Bob Woodward’s new book reveals a ‘nervous breakdown’ of Trump’s presidency

According to this article on Woodward's new book, Trump's White House barely survives from one day to the next. He doesn't care to govern. He's a horrible manager. He routinely ignores the expertise of his own people, and often aggressively insults them unnecessarily. He's so moody and lazy that his own hand-picked staff often cut him out of the decision-making, going so far as to covertly remove papers from his desk that they don't want him to look at or sign.

If there's any silver lining to this mess, it's that this administration may be so bad that the country finally wakes up to some of its worst problems.
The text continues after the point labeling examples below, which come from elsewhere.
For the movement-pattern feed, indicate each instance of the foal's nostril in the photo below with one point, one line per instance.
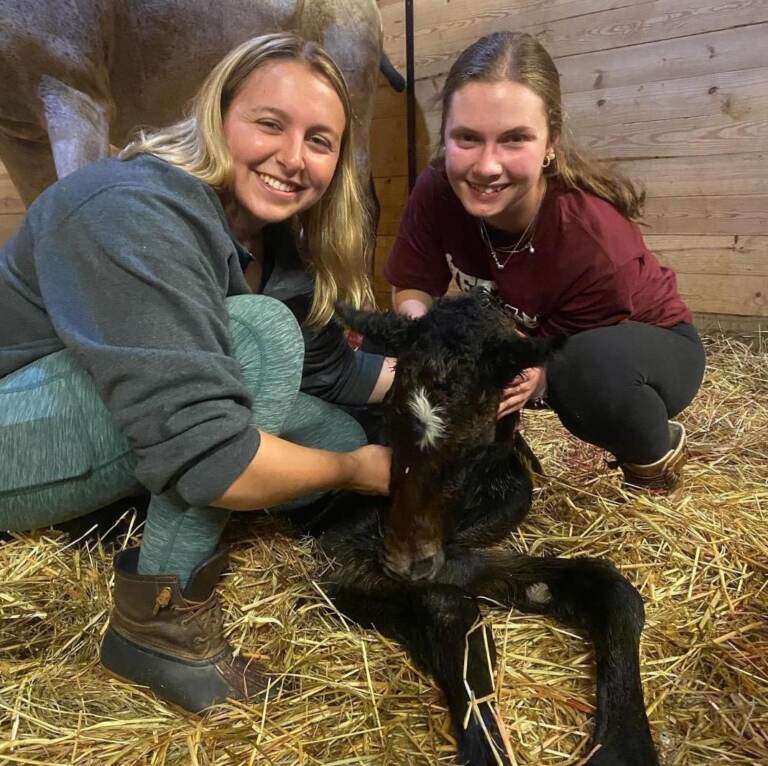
(427, 568)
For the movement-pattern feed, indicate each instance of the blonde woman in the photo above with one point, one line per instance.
(511, 204)
(149, 339)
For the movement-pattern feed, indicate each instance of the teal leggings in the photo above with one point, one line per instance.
(63, 456)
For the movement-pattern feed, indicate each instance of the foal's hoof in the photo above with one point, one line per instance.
(478, 748)
(628, 753)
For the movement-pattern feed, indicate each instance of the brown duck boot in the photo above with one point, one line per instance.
(665, 473)
(172, 641)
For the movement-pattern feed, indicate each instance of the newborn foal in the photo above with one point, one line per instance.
(414, 565)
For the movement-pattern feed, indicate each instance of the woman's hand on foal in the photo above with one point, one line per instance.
(529, 384)
(369, 470)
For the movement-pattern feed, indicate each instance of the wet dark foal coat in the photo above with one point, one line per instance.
(414, 566)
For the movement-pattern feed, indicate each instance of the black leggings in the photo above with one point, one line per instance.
(617, 387)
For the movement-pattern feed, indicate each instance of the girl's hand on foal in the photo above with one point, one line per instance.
(529, 384)
(369, 470)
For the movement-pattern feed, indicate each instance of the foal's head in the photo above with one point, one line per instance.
(451, 366)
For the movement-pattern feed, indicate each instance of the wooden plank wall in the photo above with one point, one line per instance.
(675, 90)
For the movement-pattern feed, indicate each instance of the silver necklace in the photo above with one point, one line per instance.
(518, 247)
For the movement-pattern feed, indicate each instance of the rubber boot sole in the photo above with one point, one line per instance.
(193, 686)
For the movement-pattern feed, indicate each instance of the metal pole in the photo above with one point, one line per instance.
(410, 94)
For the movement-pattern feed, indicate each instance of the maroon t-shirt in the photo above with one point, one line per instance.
(590, 268)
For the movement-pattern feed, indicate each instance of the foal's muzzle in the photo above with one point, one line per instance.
(407, 568)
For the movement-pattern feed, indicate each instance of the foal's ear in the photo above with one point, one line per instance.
(383, 328)
(504, 356)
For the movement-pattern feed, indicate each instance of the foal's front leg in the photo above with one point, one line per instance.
(439, 627)
(588, 594)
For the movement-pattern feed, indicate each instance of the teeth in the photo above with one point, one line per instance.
(275, 184)
(487, 189)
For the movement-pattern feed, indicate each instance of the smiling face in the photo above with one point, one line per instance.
(496, 138)
(284, 130)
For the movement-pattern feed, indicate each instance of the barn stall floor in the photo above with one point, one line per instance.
(348, 696)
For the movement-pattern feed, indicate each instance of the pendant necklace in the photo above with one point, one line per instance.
(520, 246)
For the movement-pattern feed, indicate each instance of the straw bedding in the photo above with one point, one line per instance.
(342, 695)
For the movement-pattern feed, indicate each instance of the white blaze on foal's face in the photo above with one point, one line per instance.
(429, 417)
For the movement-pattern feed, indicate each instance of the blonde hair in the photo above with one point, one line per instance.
(334, 232)
(519, 57)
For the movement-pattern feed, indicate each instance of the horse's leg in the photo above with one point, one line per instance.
(588, 594)
(78, 125)
(29, 164)
(439, 627)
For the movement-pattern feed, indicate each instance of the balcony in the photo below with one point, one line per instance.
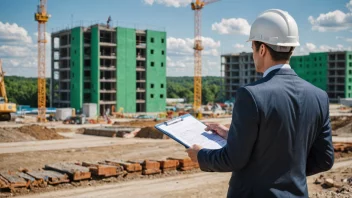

Trump's authoritarianism is what we get for decades of slowly growing elite corruption and failure that have eroded our democracy.

The book’s title is derived from a remark that then-candidate Trump made in an interview with Woodward and Post political reporter Robert Costa in 2016. Trump said, “Real power is, I don’t even want to use the word, ‘Fear.’ ”
A central theme of the book is the stealthy machinations used by those in Trump’s inner sanctum to try to control his impulses and prevent disasters, both for the president personally and for the nation he was elected to lead.
Woodward describes “an administrative coup d’etat” and a “nervous breakdown” of the executive branch, with senior aides conspiring to pluck official papers from the president’s desk so he couldn’t see or sign them.
Again and again, Woodward recounts at length how Trump’s national security team was shaken by his lack of curiosity and knowledge about world affairs and his contempt for the mainstream perspectives of military and intelligence leaders.